Come scrive Tuc, lei rifugge la retorica, il facile, il "bel suono fine a sè stesso" ed è invece penetrante come un fioretto: arriva al nocciolo dell'inquietudine, vi scava dentro con compostezza severa e spietata vocazione analitica, ne traduce i brividi con colori rarefatti, sobri e pregnanti.
Il tutto con grave scorno di chi ascolta questa musica alla ricerca di frasoni, legatoni, pianissimoni, acutoni e vagheggia i bei tempi in cui la bravura si misurava in decibels.
La Stemme è una poetessa femminile e severa; punta, come una Borkh, all'essenza più spoglia, severa, dilavata dell'emozione.
Persino i silenzi con lei assumono i connotati di una ricerca.
Ha quindi perfettamente ragione Tucidide quando afferma.
in "September" (le ultime note, leggermente tremolanti, sembravano fiammelle sul punto di spegnersi: momento magico), molto varia ed espressiva in "Im Abendrot" (tutto magnifico, dall'inizio alla fine)
Ma ha pure ragione, in certo senso, quando dice:
brava ma senza entusiasmarmi in "Fruehling", mentre mi ha un po' deluso in "Beim Schlafengehen", dove ha evidenziato qualche problema nel legato e i salti verso l'acuto mancavano un po' di rigoglio sonoro (ha però concluso bene il Lied).
Secondo me, mi correggerà l'interessato, la delusione di Tuc deriva dal fatto che Abbado non ha minimamente colto il valore e le caratteristiche di questa singolarissima artista, la cui verità sonora ndava cercata nel peso emozionale di ogni attacco, nella rarefazione dell'acquarello, persino nelle sfumature della pronuncia, nel respiro dell'eloquio.
Ha diretto come se la Stemme fosse un straussiana da effettistica sonora (come alcune strepitose vocaliste con cui ha già eseguito il ciclo).
Altri sono forse rimasti delusi dallo scoprire che la Stemme non è una Nilsson o una Flagstad, ossia una di quelle che spara note grosse così.

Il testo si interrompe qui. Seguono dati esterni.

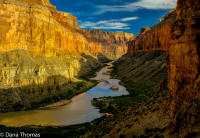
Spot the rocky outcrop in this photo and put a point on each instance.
(179, 33)
(43, 51)
(154, 38)
(35, 25)
(184, 67)
(114, 44)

Da noi, si sa, se una viene incoronata "grande Isolde" tutti pensano che lo sia divenuta in virtù di una voce e proiezione spettacolare.
Che il medium della Stemme sia di un velluto fastoso è vero: ma non è questa la ragione per cui il mondo si è inginocchiato di fronte a lei.
E' per il suo acutissimo intuito di interprete, per la sua capacità di avvolgere il pubblico in atmosfere vivide e intense, per il suo calore maestoso, per la sua lucidità senza compromessi, che scava all'interno e cerca la verità ben oltre piacevolezze e facilità di effetti.
Aspetto che riproponga il ciclo, con un direttore più in sintonia.